Anyway, I have nothing to say about whether the woman who wrote the linked piece is Aspy or not, but I do think that anyone trying to give the definitive word on “this is what it’s like FOR EVERYONE” is chasing a moonbeam. If the piece speaks to you, specifically, BoD, then great, but that’s not to stop a whole heap of Aspy types coming in here and potientially saying bollocks it’s not like that at all.

Just in case anyone here is an aspie (or you think you are) and you haven’t noticed this yet: There are several entire message boards run by and for aspies. I mentioned one in grude’s nearby thread on the subject. I’m not sure if I’m really allowed to link to it (no driving people to other message boards!). So, for whomever may be interested, just google up “Aspie Hangout”. There’s that one, and others too.

THIS ain’t necessarily so. Aspies aren’t a monolithic all-alike bloc either. It’s possible that some could dope out the empathy/relationships issues, but not necessarily in real-time. That is, it’s possible that some could chronically fail at social interactions because they can never get the hang of doing it on-the-spot “IRL” yet maybe be able to sit home alone afterward and think it out and write about it. Not sure how many could do this, but a few. And that is what you see – a few “aspies” (officially diagnosed or otherwise) getting into the commercialized “aspie” business.

And as for:

Well, THAT ain’t necessarily so either. You could find plenty of aspies (again, officially diagnosed or otherwise) who are satisfied and reasonably content with their near-total lack of any social life – – And then again, you could find plenty others who sit home alone, or engage in solitary activities all their life – with few or no friends, so love, no affection, so love-life – and are PLENTY DAMN NONE-TO-HAPPY about it. Plenty. A great many aspies damn well know how socially isolated they are.

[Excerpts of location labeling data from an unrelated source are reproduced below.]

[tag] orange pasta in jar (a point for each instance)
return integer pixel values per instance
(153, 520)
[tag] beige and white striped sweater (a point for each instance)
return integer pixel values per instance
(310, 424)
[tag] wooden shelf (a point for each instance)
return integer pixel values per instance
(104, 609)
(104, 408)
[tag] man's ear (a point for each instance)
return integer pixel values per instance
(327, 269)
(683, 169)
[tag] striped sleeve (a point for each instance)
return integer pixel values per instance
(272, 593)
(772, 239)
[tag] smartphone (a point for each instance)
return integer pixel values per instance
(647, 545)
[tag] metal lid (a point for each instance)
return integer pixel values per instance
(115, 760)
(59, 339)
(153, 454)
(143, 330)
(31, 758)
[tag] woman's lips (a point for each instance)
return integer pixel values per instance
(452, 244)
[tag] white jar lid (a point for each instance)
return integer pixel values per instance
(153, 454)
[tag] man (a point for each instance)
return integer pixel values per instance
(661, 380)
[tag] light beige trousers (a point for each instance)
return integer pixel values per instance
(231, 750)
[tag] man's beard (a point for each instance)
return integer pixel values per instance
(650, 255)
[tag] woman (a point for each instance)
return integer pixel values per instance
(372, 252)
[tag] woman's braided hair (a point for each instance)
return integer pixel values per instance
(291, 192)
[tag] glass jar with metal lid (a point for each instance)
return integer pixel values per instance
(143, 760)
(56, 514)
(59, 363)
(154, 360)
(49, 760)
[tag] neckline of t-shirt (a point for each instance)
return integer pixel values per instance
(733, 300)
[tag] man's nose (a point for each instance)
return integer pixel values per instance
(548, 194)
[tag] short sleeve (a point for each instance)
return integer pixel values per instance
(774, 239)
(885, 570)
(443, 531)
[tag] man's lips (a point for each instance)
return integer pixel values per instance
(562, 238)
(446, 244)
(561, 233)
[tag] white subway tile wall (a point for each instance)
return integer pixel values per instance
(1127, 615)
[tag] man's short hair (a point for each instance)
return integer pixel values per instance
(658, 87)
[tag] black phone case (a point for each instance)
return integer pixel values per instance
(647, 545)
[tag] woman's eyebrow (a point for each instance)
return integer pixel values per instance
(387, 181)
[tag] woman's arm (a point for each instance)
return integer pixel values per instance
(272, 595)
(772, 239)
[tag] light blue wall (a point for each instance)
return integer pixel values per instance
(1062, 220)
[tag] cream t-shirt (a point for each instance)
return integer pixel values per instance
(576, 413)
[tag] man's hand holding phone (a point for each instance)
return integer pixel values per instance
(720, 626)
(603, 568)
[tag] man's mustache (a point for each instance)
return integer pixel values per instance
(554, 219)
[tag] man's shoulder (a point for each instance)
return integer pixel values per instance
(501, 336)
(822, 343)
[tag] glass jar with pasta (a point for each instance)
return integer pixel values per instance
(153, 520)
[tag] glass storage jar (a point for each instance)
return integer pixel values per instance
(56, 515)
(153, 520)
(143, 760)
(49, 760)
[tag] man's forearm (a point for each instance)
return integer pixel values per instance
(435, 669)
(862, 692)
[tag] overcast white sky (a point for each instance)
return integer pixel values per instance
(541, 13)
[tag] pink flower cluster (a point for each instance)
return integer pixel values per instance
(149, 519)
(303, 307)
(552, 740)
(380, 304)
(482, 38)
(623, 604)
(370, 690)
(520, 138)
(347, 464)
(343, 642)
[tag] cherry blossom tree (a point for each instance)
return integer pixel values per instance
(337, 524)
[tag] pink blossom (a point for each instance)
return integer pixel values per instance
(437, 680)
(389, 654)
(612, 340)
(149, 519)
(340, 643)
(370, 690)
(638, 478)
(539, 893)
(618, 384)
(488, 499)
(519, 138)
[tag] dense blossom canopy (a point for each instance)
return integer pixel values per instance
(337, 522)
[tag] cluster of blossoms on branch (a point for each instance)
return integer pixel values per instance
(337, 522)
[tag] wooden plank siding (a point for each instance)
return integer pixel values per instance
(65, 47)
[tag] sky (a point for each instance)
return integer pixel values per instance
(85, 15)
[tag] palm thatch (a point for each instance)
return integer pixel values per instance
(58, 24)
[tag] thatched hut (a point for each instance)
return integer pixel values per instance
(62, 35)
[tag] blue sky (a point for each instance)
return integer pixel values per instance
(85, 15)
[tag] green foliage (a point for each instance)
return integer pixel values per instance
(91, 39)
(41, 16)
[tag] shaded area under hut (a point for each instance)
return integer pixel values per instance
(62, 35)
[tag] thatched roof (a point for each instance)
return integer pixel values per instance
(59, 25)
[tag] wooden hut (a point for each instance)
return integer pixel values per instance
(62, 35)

What skin is it off your nose, other than that she might profit materially from her book? Do you have a spectrum condition yourself? Or do you perhaps feel jacked around by people who (say they) do?

I’m going to guess the latter. My own mother was so unwilling to admit I had a problem that she went straight to the internet, looked for the DSM-IV definition, and began lecturing me point by point on how I didn’t meet it.

Well, I DO generally try to fix spelling errors if I get it in the edit window, and I DON’T usually bother with an extra post just to fix spelling errors if I miss the window. But this time I will. I meant:

. . . with few or no friends, NO love, no affection, NO love-life – and are PLENTY DAMN NONE-TO-HAPPY about it . . .

ETA: And it took me several rounds of corrections to get even THIS correction right! :smack:

And following on treis’ reasoning, if such people don’t fit the DSM to a tee, maybe they should stop crying AS and start blaming their sorry, misfit, not-quite-human selves, accept their misery as their lot in life, and save society the burden of having to give a shit.

I am generally pro-science and anti-bullshit. It moderately annoys me when people spew woo-woo nonsense and others believe it. This doesn’t seem to be damaging as the anti-vax people, but I don’t think amateur psychology diagnosing is helpful to anyone.

THIS.

I tried to add a similar comment to my just-above ETA but missed the edit window again. I am glad to notice, just now, that somebody else did beat me to it.

My comment was going to be (and now is): Those of you who neither are, nor think you are an aspie, don’t need to be opinionizing on how happy or not aspies are. Everything you think you know about aspies may be right – or maybe not.

That’s a good position for what it is, but you can hold it without stomping on someone’s impressions and emotions about their own life. Unless, of course, it makes you feel even more righteously anti-bullshit.

I’ll have to read around on Ms. Neikirk’s book site and see what strikes me as woo-woo. Any hints before I do?

Diagnostic of a psychological disorder is not the same as having impressions or emotions about your own life.

It has all of the hallmarks, and I don’t see a reason to investigate further.